Check Out Your Protection Insurance Various Life Insurance Policies
Nov 132009

Summary:
Five years ago when David Elliot was diagnosed with cancer of the brain, life was wouldn’t ever be the same again but after a traumatic operation his recovery has been good. Still Peter lives with the worry that the cancer could attack again at any time during the next 5 to 10 years. He will also have to take pills to reduce his epilepsy for life.

Mr Moores, who is now 40, believes he is the most “fortunate man alive” to have survived. But he can no longer obtain life cover.

Mr Moores and his wife have a 4 year old son, Mark, and a year ago they moved from Liverpool to Barnsley in Yorkshire. The family remortgaged 85,000 pounds with the Abbey National but David was unable to cover the remortgage with a life insurance policy of his own.

“The Alliance and Leicester’s underwriters would not give me life insurance. Jayne has life and critical illness cover for the whole mortgage,” he says.

The probability of attaining life insurance are notably improbable if an application is put forward during the first 2 years of having been told that you have a dangerous form of cancer or having had a heart attack. If the patient is lucky enough to make a complete recovery within a set period, normally between 3 – 5 years, insurance companies will consider covering them again but will put a “loading” on to the rates. In many cases this can be as much as eight times the monthly payments that others pay.

For the first 2 years after an operation, someone in Mr Taylor’s position would be refused life assurance policies and critical illness insurance cover. Following this length of time, life insurance cover should be offered “but at a very high premium”.

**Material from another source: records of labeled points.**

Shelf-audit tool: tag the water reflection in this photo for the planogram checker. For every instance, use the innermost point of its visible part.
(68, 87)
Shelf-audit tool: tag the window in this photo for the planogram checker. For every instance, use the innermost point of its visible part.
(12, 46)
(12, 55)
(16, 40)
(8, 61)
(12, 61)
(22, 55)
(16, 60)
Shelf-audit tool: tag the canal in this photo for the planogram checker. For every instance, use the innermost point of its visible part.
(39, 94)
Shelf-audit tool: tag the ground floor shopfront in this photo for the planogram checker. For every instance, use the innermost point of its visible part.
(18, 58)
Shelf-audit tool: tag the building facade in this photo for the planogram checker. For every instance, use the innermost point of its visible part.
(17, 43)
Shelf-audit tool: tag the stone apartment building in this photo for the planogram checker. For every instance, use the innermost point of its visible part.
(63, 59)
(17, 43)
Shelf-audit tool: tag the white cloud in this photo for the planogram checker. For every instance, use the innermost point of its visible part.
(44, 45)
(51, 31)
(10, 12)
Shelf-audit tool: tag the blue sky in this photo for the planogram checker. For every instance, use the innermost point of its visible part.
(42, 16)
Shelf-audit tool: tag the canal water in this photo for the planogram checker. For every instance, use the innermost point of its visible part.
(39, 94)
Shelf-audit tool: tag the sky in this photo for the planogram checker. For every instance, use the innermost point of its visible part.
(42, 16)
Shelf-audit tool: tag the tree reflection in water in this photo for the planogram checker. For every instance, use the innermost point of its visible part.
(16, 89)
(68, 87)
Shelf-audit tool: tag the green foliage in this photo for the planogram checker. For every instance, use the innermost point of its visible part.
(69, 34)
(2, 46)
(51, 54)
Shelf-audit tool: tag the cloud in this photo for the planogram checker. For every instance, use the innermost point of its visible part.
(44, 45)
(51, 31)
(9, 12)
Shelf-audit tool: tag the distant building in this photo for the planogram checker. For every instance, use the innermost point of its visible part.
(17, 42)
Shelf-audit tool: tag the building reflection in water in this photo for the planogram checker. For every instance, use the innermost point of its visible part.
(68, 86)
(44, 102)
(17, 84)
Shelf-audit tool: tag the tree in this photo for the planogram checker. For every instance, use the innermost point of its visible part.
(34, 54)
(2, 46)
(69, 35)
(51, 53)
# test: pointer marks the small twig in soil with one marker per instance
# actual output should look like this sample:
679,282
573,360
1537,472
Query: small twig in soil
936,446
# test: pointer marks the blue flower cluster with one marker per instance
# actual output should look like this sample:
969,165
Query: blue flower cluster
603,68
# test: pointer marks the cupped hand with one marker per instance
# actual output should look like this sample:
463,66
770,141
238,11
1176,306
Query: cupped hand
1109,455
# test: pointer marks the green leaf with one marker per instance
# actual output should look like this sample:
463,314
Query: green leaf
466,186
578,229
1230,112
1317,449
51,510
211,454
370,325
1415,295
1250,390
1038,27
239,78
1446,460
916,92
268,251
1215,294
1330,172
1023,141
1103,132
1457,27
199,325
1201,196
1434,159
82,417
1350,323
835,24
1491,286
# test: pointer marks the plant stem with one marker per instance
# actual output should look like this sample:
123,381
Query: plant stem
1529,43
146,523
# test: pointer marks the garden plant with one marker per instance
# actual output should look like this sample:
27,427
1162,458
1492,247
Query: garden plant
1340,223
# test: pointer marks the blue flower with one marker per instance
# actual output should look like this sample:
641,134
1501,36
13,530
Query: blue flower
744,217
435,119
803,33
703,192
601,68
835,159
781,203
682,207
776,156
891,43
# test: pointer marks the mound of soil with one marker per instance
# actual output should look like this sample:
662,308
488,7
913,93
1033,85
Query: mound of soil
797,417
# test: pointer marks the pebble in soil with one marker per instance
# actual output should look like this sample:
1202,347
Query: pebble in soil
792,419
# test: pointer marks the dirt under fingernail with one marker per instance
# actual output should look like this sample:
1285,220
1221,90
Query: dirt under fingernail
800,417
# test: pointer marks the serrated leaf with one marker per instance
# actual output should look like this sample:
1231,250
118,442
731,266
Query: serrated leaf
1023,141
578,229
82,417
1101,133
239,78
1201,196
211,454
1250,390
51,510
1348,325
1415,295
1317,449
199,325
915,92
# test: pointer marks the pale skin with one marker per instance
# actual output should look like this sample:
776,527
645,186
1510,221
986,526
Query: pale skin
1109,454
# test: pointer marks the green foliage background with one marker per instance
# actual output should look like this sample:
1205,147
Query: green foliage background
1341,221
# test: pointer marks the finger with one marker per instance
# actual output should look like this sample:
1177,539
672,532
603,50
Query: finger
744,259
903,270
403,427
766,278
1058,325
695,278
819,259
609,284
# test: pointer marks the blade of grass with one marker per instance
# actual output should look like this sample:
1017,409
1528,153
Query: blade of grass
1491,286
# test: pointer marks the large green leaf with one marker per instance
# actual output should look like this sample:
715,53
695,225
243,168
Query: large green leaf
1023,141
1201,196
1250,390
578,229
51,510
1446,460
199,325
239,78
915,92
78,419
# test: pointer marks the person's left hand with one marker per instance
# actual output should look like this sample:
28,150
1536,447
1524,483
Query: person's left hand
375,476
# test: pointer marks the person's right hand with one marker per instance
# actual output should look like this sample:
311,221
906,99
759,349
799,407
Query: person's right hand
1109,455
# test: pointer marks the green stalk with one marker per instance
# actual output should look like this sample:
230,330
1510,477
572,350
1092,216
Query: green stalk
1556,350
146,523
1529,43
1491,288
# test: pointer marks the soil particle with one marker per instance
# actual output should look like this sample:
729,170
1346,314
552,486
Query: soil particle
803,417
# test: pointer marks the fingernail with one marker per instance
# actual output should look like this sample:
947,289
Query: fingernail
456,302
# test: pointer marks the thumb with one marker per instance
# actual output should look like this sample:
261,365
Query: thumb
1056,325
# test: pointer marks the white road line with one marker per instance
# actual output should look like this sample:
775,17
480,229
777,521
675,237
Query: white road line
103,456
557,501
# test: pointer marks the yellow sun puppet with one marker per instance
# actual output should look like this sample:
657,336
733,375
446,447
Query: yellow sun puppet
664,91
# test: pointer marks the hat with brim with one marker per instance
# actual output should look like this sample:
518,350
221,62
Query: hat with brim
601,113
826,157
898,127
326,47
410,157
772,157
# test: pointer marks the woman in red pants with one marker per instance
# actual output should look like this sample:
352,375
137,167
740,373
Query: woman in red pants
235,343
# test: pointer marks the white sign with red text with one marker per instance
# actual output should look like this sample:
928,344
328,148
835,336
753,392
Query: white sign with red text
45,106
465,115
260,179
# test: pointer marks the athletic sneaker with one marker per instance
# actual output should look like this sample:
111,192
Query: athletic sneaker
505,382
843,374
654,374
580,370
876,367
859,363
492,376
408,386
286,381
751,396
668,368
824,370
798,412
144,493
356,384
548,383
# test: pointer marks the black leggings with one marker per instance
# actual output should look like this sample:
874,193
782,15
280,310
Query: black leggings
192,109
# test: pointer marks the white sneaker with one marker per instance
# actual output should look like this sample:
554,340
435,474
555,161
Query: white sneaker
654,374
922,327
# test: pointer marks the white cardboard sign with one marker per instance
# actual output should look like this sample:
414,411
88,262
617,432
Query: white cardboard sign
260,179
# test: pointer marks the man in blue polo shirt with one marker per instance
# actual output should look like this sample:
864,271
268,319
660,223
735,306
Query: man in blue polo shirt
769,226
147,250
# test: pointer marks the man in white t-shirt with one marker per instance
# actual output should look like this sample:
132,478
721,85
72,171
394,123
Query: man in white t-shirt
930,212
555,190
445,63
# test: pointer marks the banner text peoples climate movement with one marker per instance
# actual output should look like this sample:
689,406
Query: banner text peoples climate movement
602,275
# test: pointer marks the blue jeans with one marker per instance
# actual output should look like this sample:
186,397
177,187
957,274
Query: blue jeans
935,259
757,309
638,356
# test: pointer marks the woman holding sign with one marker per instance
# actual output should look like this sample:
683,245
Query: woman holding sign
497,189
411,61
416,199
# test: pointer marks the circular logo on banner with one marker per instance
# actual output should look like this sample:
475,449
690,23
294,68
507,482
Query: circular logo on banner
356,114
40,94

The life company which underwrites for high-risk people (those who practice extreme sports or with medical conditions is the Special Risks Bureau. It claims to have a accomplishment rate of sixty five per cent when putting its clients with insurers. Special Risks Bureau (SRB) confirmed that it will be a further year before they may be able contemplate an application from Mr Simmons.

Monthly payments will without doubt be heavy because of his epilepsy and compared to the general population there would still be an increased mortality risk. Unless a policy specifically excluded cancers, Mr Greg would almost certainly be refused any critical illness cover.

Therefore as a result of professional financial advice, the Simmons family has saved up eight months emergency money and put it to one side, to all intents and purposes a self-insurance policy.

And there is a bit of good news for Peter. Chelten and Gloucester, his previous mortgage lender, has permitted him to maintain £60,000 of  life cover from an existing policy – albeit at a price of £40 a month. The name for this kind of policy is Guaranteed Insurability Option (GIO) and means the insurers will permit the insured up to half of the original amount assured without underwriting.

However it is not just critical medical conditions that can impact on  life cover. George Clegg, marketing manager of Gloucester sports Club had his initial application declined because of a minor illness. Various visits to doctors and endless telephone calls to Tesco Finance they in due course sorted things out. Mr Hopwood’s counsel to anybody in the position is to make an application first and assist it with a full copy of your medical notes.

Posted by admin Tagged with: , ,

Sorry, the comment form is closed at this time.

Sorry, the comment form is closed at this time.